Les couleurs et les saveurs de la Fête des Morts en Équateur
Par Julio Pazos
Les célébrations du Jour des Morts ont lieu le 2 Novembre de chaque année en Équateur.
Avec des racines préhispaniques, ces fêtes constituent une évolution et un mélange avec les traits et les valeurs introduites par l’arrivée des espagnols et la religion catholique.
Bien que cette célébration soit présente dans toute l’Amérique latine, celle de l’Équateur possède des caractéristiques uniques.
En Équateur, les « guaguas » (enfants) de pain représentent le monde des vivants et la « colada morada » celui des morts
Le 2 Novembre, Jour des Morts en Équateur, les familles paysannes et indigènes s’efforcent d’arranger les tombes avec des images et des objets préférés de leurs proches. Elles portent leurs plus beaux costumes et se rassemblent autour d´eux, en utilisant une nappe étendue pour servir leur cucayo (nourriture en quechua).
Elle se compose des « guaguas » (enfants en quechua) de pain et de la colada morada qui complète la nourriture traditionnelle de leurs ancêtres, les grains, les cochons d’Inde rôtis, le porc, les pommes de terre, les haricots, les mellocos (ullucus tuberosus), la paille (de maïs cuit), la chicha (boisson fermentée à base de maïs), entre autres.
Tandis qu’ils partagent la nourriture, les familles informent les morts sur des nouvelles de la famille, prient, leur demandent des conseils et passent ainsi la journée à discuter tous ensemble. Ces discussions retracent souvenirs familiaux, évènements de l’année écoulée et projets futurs. Finalement les équatoriens sollicitent aide et protection à leurs ancêtres pour l’année à venir.
La colada morada, qui fut appelée « mazamorra » noire aux temps préhispaniques, était déjà servie à cette époque. Elle était fabriquée à partir de fruits comme le mortiño (sorte de canneberge qui pousse dans les landes) et le sangorache (amaranthus hybridus), qui est un grain pourpre aux feuilles noires, ainsi que du maïs noir fermenté.

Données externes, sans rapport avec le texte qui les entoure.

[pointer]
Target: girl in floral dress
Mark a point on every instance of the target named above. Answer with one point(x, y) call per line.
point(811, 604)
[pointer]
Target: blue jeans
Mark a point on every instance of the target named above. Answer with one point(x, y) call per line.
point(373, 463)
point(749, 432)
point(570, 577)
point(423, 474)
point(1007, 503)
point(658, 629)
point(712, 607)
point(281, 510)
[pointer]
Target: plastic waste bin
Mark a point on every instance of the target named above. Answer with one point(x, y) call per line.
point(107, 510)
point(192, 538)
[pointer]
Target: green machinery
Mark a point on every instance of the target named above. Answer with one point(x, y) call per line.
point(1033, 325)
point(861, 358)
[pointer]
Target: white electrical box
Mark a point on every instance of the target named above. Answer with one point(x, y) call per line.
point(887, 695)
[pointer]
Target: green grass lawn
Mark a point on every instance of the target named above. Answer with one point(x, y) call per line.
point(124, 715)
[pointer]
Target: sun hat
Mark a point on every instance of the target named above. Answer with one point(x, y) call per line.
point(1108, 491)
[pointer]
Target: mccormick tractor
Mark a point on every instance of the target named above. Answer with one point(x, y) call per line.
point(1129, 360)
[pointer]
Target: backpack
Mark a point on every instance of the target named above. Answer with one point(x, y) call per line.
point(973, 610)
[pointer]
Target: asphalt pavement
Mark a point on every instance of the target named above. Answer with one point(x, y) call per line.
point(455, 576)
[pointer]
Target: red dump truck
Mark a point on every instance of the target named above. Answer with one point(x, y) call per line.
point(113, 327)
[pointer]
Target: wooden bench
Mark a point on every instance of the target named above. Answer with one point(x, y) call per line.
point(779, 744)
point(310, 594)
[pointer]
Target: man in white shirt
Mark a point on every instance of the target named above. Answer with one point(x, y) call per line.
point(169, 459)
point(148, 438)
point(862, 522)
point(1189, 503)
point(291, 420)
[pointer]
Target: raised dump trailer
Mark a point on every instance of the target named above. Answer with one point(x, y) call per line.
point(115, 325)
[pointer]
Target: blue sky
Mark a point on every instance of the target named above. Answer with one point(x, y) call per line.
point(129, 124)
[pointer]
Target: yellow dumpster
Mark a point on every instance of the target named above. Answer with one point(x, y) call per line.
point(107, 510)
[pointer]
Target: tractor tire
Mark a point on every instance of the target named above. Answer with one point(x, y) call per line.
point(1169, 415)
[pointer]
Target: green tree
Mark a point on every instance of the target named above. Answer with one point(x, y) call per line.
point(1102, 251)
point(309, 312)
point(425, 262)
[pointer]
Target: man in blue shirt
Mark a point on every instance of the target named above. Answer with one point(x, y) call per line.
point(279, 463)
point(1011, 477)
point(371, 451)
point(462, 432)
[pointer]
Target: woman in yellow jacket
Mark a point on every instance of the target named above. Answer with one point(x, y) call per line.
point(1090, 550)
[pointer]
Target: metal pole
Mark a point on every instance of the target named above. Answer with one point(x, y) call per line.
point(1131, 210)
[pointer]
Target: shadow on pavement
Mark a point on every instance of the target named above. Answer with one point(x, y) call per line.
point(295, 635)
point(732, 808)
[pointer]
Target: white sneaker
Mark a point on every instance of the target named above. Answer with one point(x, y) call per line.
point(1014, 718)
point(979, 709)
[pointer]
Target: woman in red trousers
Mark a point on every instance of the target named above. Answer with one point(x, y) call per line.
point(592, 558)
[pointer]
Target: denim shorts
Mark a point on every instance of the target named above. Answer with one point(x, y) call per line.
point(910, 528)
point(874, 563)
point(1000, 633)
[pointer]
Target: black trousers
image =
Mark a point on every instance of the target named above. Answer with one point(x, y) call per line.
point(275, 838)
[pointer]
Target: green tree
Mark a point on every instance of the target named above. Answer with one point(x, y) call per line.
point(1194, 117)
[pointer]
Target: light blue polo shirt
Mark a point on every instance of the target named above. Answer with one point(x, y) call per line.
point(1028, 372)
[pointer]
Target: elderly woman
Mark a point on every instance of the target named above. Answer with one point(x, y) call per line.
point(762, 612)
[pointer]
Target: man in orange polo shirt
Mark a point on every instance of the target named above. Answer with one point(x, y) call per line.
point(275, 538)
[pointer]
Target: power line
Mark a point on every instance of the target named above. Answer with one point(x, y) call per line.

Avec le temps et l’introduction des coutumes hispaniques, l´élaboration de cette boisson intègrera alors aussi le ishpingo (fleur de cannelle) et des feuilles de myrte, des fraises et des mûres. Ansi la colada morada est également servie avec des fruits tropicaux comme l’ananas aujourd’hui sur la Côte Pacifique de l’Équateur.
Les guaguas de pain sont apparus juste après l’introduction de la farine de blé par les Espagnols.Ils étaient initialement appelés « pan de muerto » (pain des morts). Au fil des années et avec leur incorporation progressive dans le régime alimentaire de toutes les classes sociales, les « guaguas » ont pris des formes et des décorations différentes. La composition a également évolué : faites avec des pâtes sucrées et colorées, les ingrédients et garnitures varient également en fonction de qui va les manger.
Bien que le maïs noir ait son origine dans toute la région andine (Pérou et Bolivie), c´est seulement en Équateur que le symbolisme de servir les « guaguas de pan » et la colada morada à cette époque de l’année, fait partie de la tradition populaire comme indigène.
Les historiens ont passé en revue les origines de l’utilisation de ces ingrédients pendant le Jour des Morts. Cependant il n’y a pas de certitudes à ce jour concernant le moment où ces coutumes ont été intégrées. Seule certitude, les « guaguas de pan » ont commencé à être élaborées à partir de l´introduction de la farine de blé par les Espagnols sur le continent sud-américain.
Aujourd’hui, la colada morada et les « guaguas » de pain peuvent être dégustés dans les boulangeries et les restaurants entre Octobre et début Novembre tous les ans, et c´est devenu un vrai repas de saison pour les familles.
C’est également l’occasion pour les équatoriens de réaffirmer que les mystères de la mort, de l’au-delà et le respect pour les esprits constituent une source importante et bien réelle dans leur construction de coutumes, de pratiques et de rites liés au culte des morts.